38 U.S.C. § 622 reads as amended:

Evidence of inability to defray necessary expenses

For the purposes of sections 610(a)(1)(B), 610(b)(2), 624(c), and 632(a)(2) of this title, the fact that an individual is-

(1) eligible to receive medical assistance under a State plan approved under title XIX of the Social Security Act (42 U.S.C. 1396 et seq.);

(2) a veteran with a service-connected disability; or

(3) in receipt of pension under any law administered by the Veterans' Administration; shall be accepted as sufficient evidence of such individual's inability to defray necessary expenses.

As amended Pub.L. 96-330, Title IV, § 401(a), Aug. 26, 1980, 94 Stat. 1051.

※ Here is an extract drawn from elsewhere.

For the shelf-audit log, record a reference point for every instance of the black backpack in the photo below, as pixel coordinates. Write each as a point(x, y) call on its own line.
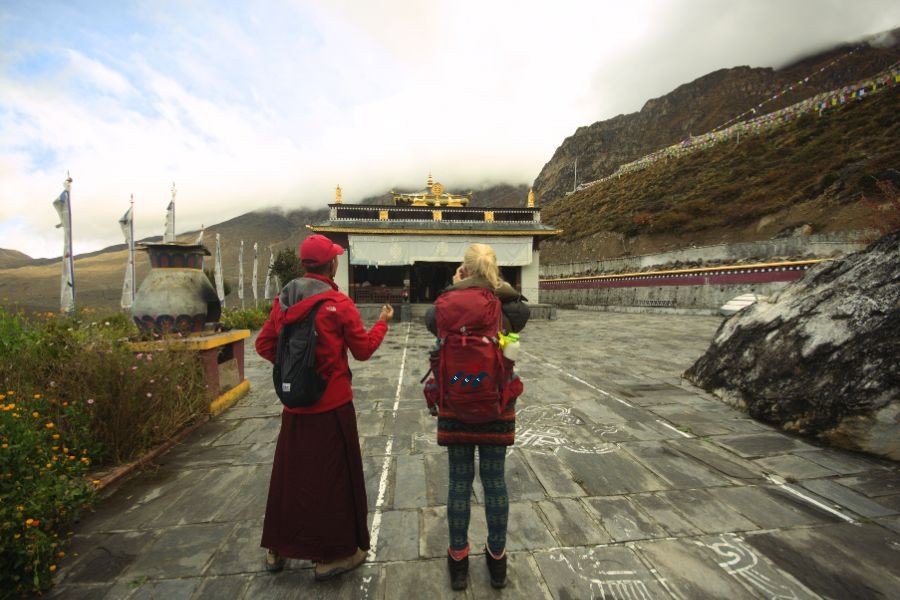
point(294, 373)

Under Metropolitan policies, coverage is provided for 80% of an insured's first $2,500 of expenses. For $2,500 of medical expenses, therefore, the insured must personally pay $500


Metropolitan policies specifically exclude:

(k) Expenses for services received by the Employee or Dependent which, in accordance with laws or regulations of any government, are or may be obtained without cost or at a reduced cost to such person, except as provided by the following sentence. If a charge is made to any such person which he is legally required to pay, any benefits under the Group Policy will be computed in accordance with the provisions of the Group Policy, taking into account only such charge. "Any government" includes the Federal, State, Provincial or local government or any political subdivision thereof, of the United States or Canada.

(n) Expenses for services for which there is no cost to the Employee or Dependent, or which are provided by any other medical, surgical or hospital plan which the Employer (or any company subsidiary to or affiliated with the Employer) contributed to or otherwise sponsors. (Emphasis added.)